Fragmentation of Proteins in Cartilage Treated with Interleukin-1 SPECIFIC CLEAVAGE OF TYPE IX COLLAGEN BY MATRIX METALLOPROTEINASE 13 RELEASES THE NC4 DOMAIN

2007 
Abstract Degradation of bovine nasal cartilage induced by interleukin-1 (IL-1) was used to study catabolic events in the tissue over 16 days. Culture medium was fractionated by two-dimensional electrophoresis (isoelectric focusing and SDS-PAGE). Identification of components by peptide mass fingerprinting revealed released fragments representing the NC4 domain of the type IX collagen α1 chain at days 12 and 16. A novel peptide antibody against a near N-terminal epitope of the NC4 domain confirmed the finding and indicated the presence of one of the fragments already at day 9. Mass spectrometric analysis of the two most abundant fragments revealed that the smallest one contained almost the entire NC4 domain cleaved between arginine 258 and isoleucine 259 in the sequence -ETCNELPAR258-COOH NH2-ITP-. A larger fragment contained the NC4 domain and the major part of the COL3 domain with a cleavage site between glycine 400 and threonine 401 in COL3 (-RGPPGPPGPPGPSG400-COOH NH2-TIG-).
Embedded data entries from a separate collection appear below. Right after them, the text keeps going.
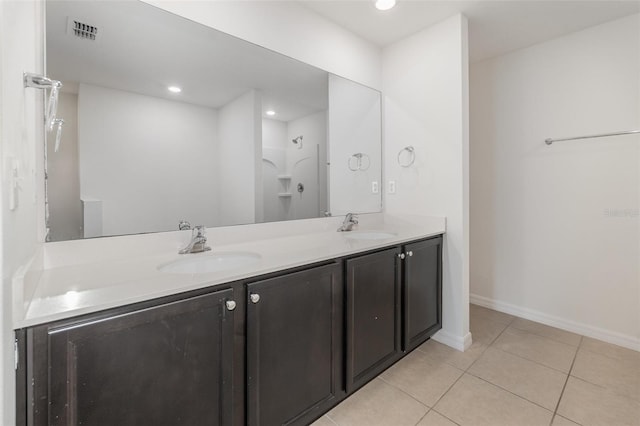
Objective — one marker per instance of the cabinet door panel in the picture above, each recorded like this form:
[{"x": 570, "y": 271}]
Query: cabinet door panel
[
  {"x": 166, "y": 365},
  {"x": 294, "y": 346},
  {"x": 373, "y": 315},
  {"x": 422, "y": 291}
]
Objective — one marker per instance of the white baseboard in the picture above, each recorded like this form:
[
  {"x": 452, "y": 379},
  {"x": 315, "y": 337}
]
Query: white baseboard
[
  {"x": 460, "y": 343},
  {"x": 554, "y": 321}
]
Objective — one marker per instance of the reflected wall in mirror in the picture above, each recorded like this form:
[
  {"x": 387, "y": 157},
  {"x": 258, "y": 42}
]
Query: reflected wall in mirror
[{"x": 245, "y": 135}]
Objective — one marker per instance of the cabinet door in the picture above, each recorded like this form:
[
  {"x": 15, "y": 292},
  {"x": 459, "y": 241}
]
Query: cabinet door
[
  {"x": 165, "y": 365},
  {"x": 294, "y": 346},
  {"x": 422, "y": 289},
  {"x": 373, "y": 315}
]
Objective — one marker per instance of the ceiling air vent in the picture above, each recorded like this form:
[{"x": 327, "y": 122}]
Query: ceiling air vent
[{"x": 82, "y": 30}]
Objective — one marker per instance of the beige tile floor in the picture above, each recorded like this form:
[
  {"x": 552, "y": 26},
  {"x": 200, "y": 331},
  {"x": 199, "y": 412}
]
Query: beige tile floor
[{"x": 517, "y": 372}]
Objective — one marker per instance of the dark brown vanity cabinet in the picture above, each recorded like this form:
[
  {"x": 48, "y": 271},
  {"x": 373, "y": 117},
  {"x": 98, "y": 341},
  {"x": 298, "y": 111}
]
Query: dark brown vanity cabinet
[
  {"x": 280, "y": 349},
  {"x": 421, "y": 290},
  {"x": 393, "y": 296},
  {"x": 373, "y": 315},
  {"x": 170, "y": 364},
  {"x": 294, "y": 346}
]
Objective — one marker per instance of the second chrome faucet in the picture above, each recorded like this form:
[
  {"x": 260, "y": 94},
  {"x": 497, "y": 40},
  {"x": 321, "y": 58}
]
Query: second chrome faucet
[
  {"x": 349, "y": 221},
  {"x": 198, "y": 242}
]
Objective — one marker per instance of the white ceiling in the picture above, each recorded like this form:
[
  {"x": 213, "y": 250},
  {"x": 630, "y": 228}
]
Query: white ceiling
[
  {"x": 495, "y": 27},
  {"x": 142, "y": 49}
]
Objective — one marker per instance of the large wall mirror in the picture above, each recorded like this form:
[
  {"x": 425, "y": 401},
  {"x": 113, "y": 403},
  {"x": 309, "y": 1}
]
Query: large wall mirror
[{"x": 166, "y": 119}]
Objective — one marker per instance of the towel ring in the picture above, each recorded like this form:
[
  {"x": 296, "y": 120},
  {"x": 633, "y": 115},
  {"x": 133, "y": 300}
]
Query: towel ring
[
  {"x": 412, "y": 156},
  {"x": 356, "y": 163}
]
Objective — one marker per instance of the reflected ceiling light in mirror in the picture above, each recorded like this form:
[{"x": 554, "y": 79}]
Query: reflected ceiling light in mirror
[{"x": 385, "y": 4}]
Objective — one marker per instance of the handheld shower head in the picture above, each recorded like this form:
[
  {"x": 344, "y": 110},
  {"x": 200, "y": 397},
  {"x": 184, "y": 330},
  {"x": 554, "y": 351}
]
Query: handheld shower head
[{"x": 297, "y": 141}]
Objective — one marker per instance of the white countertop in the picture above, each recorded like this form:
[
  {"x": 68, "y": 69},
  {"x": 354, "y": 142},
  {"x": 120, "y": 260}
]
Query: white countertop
[{"x": 72, "y": 278}]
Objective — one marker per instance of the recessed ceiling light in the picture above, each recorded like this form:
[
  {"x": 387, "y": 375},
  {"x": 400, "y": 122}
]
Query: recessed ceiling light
[{"x": 385, "y": 4}]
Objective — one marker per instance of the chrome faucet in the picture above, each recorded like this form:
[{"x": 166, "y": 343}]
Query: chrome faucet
[
  {"x": 198, "y": 242},
  {"x": 349, "y": 221}
]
The presence of multiple collagen α1 (IX) N-terminal sequences demonstrates that the released molecules were cleaved at sites very close to the original N terminus either prior to or due to IL-1 treatment. Matrix metalloproteinase 13 (MMP-13) is active and cleaves fibromodulin in the time interval studied. Cartilage explants treated with MMP-13 were shown to release collagen α1 (IX) fragments with the same sizes and with the same cleavage sites as those obtained upon IL-1 treatment. These data describe cleavage by an MMP-13 activity toward non-collagenous and triple helix domains. These potentially important degradation events precede the major loss of type II collagen.